Empresas Sonangol vai passar a ter comissão executiva

Sonangol vai passar a ter comissão executiva

A petrolífera estatal angolana Sonangol vai passar a ter uma comissão executiva, no âmbito do processo de reajustamento da organização e optimização do sector dos petróleos, que está a ser apoiado pela empresária Isabel dos Santos.
Sonangol vai passar a ter comissão executiva
Simon Dawson/Bloomberg
Lusa 28 de abril de 2016 às 09:56
A decisão consta do comunicado final da reunião ordinária do conselho de ministros realizada na quarta-feira em Luanda sob orientação do Presidente angolano, José Eduardo dos Santos, e refere que o Governo decidiu alterar o estatuto orgânico da Sociedade Nacional de Combustíveis de Angola (Sonangol), de modo a "dotar aquela empresa estratégica de uma estrutura de gestão alinhada ao modelo de organização ora aprovado".

Nos termos desta alteração, prossegue comunicado governamental a que a Lusa teve hoje acesso, o conselho de administração da Sonangol, liderado por Francisco de Lemos José Maria, "passa a integrar uma Comissão Executiva".

Não foram adiantados nomes para as novas funções agora criadas.

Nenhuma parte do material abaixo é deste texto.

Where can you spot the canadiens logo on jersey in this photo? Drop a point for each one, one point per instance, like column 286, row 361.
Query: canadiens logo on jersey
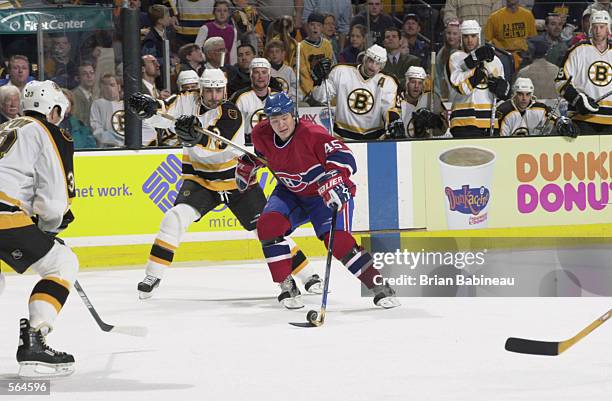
column 600, row 73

Actualmente, o conselho de administração da Sonangol conta ainda com seis administradores executivos e quatro não executivos, sendo o órgão que toma as decisões em relação à expansão e investimentos a realizar pelo grupo, definindo ainda as metas estratégicas de produtividade, rentabilidade e internacionalização.

Angola é o segundo produtor de petróleo da África subsaariana, com 1,7 milhões de barris de crude por dia, mas a crise na cotação petrolífera atirou as receitas para menos de metade em 2015, com a estatal Sonangol também a ressentir-se no seu desempenho.

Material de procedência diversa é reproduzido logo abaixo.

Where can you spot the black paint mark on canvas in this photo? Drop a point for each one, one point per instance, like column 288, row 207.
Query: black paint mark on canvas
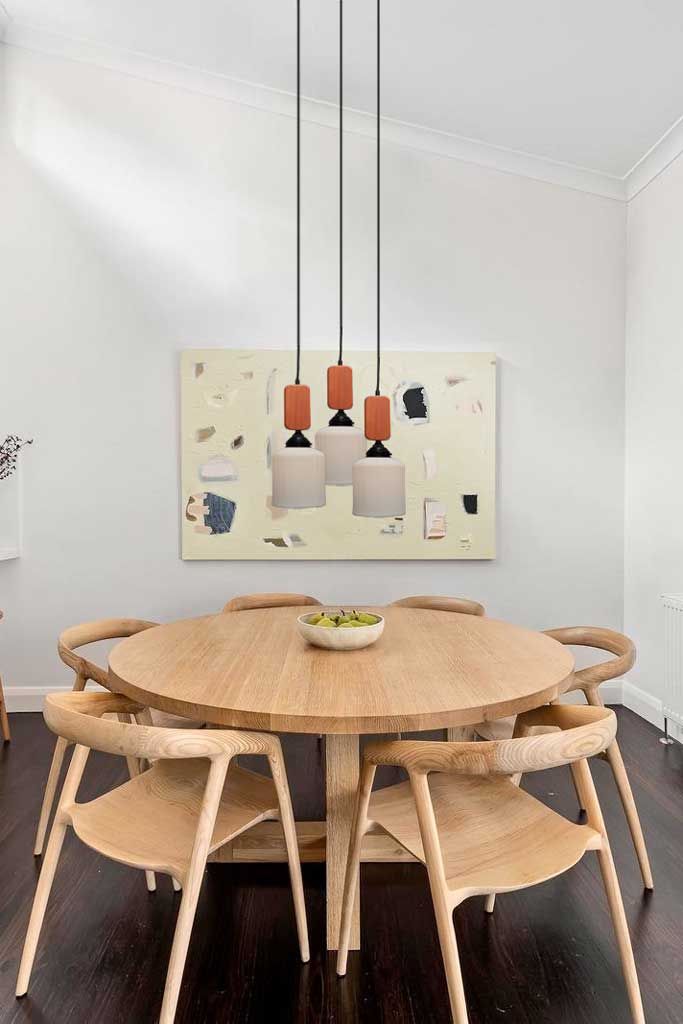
column 416, row 407
column 471, row 504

Na reunião de quarta-feira, o conselho de ministros aprovou ainda um modelo de reajustamento da organização do sector dos petróleos, definindo "um novo quadro institucional que permita aumentar a sua eficiência e rentabilidade", através da "optimização dos investimentos" e da "sustentabilidade das reservas de petróleo e gás natural" do país.

O comité criado pelo Governo angolano para aumentar a eficiência do sector petrolífero garantiu, a 22 de Março, que o processo não inclui privatizações de investimentos da Sonangol e que Isabel dos Santos integra a equipa pela sua experiência de 15 anos como empresária.

Em comunicado enviado na altura à Lusa, confirmando a presença da empresária angolana nas reuniões entre a administração da Sonangol e consultores internacionais que apoiam a reestruturação, aquele comité estimava a apresentação de uma proposta sobre a eficiência do sector petrolífero angolano em Março.

Em Portugal, a Sonangol tem participações directas e indirectas no Millennium BCP e na Galp, enquanto em Angola tem dezenas empresas do grupo em vários sectores de actividade, fora do petróleo.

O Governo angolano criou o Comité de Avaliação e Análise para o Aumento da Eficiência do Sector Petrolífero com a missão de elaborar um modelo "mais eficiente" para o sector e para melhorar o desempenho da Sonangol. Foi ainda instituída, igualmente por despacho presidencial de Outubro, a comissão de Reajustamento da Organização do Sector dos Petróleos.

A comissão é liderada pelo próprio Presidente da República, José Eduardo dos Santos, e vai decidir sobre as propostas do comité - onde está presente a filha, Isabel dos Santos - para uma "estratégia integrada" e "modelos organizativos eficazes" para "aumentar a eficiência do sector petrolífero nacional".

No comunicado de Janeiro, o comité refere que pretende identificar novas formas de organização "que permitam tornar o sector competitivo e atractivo para os operadores internacionais" e "melhorar a performance da Sonangol".